In 2013 the Government via the Crown Commercial Service awarded a “single supplier framework contract” to learndirect for the supply of Computer-Based Testing Services across central government. The Department of Transport then awarded a contract to learndirect for running the Driving Theory Test, due to start in 2014. But Pearson, the incumbent supplier for that test, challenged and according to the Mirror, writing in 2014, “Pearson challenged the move and was allowed to keep the test until 2016. The bill for the mix-up is estimated at £20million. Legal bills alone have already cost taxpayers £880,000”. The Telegraph reported that this change was due to a “paperwork error” by officials in DfT.

In the meantime, Pearson tried to acquire learndirect’s e-assessment business, which would have included the driving test contract, but were rebuffed by the competition authorities, who thought (probably rightly) that such a move would reduce competition in this market.

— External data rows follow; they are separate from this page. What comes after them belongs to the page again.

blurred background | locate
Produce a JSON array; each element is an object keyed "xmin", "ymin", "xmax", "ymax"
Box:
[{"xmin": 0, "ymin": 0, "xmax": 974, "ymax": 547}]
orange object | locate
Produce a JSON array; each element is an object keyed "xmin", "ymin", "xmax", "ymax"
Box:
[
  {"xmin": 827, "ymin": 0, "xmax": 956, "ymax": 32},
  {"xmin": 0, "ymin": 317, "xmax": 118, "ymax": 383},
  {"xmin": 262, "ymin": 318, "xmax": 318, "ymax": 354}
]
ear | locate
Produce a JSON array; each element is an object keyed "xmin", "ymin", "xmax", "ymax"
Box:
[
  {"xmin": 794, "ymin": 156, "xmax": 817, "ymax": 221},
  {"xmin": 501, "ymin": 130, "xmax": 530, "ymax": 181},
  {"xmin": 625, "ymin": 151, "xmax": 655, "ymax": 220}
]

But then in the past few weeks, it has been reported that the Driver and Vehicle Standards Agency (DVSA), with input from the Cabinet Office and the Department for Transport, have concluded an exit from the learndirect contract for the provision of the UK Driving Theory Test, which was due to transfer from Pearson finally in September this year. The official statement is opaque to say the least.

“Since the award of the original contract in 2013, demand for the test has increased by over 50 per cent to 2.4m (2015/16), and is now forecast to reach 2.8m in 2017/18. Against that background, and because continuity of service is of primary importance, it has been decided that now is not the right time to transfer. Pearson VUE will therefore continue to provide the service for some time".

According to Sky News, “The DVSA declined to say why the contract with Learndirect had been cancelled, but a source close to the agency acknowledged that the company had been infuriated by the decision”.

Reports suggest that learndirect has been paid millions in compensation – but no-one is saying anything more. We suspect some diligent FOI questions might get to the bottom of this, and it certainly feels like something that should be exposed to a bit more public scrutiny – a quick NAO review perhaps?

It also leaves learndirect in a bit of an invidious position. That’s because the big question is whether the DVSA was truly concerned about learndirect’s ability to deliver the contract, and the statement could be interpreted to suggest learndirect is considered incapable of handling the higher volume of tests. That is not exactly a vote of confidence in the firm. But if the real reason is a dodgy procurement process leading to Pearson threatening further action, then that is a different position altogether.

Two other points to note. You can’t just keep extending public contracts under the EU and UK regulations, unless there are exceptional circumstances, so this decision would we suggest be open to challenge by any other firms operating in this market (if indeed there are any!) There will be another procurement process at some stage – but in the meantime, the deal with Pearson is also more expensive than that with learndirect would have been, according to reports.

And finally, it shows the dangers of over-ambitious “single supplier frameworks”. It was the original strategy to give one firm the right to all computer-based testing contracts across government that led to this issue in the first place. That was a pretty broad and substantial scope of work for a single supplier; in retrospect, a framework with a handful of suppliers, allowing for further “mini-competitions” for specific work, may well have been a better move.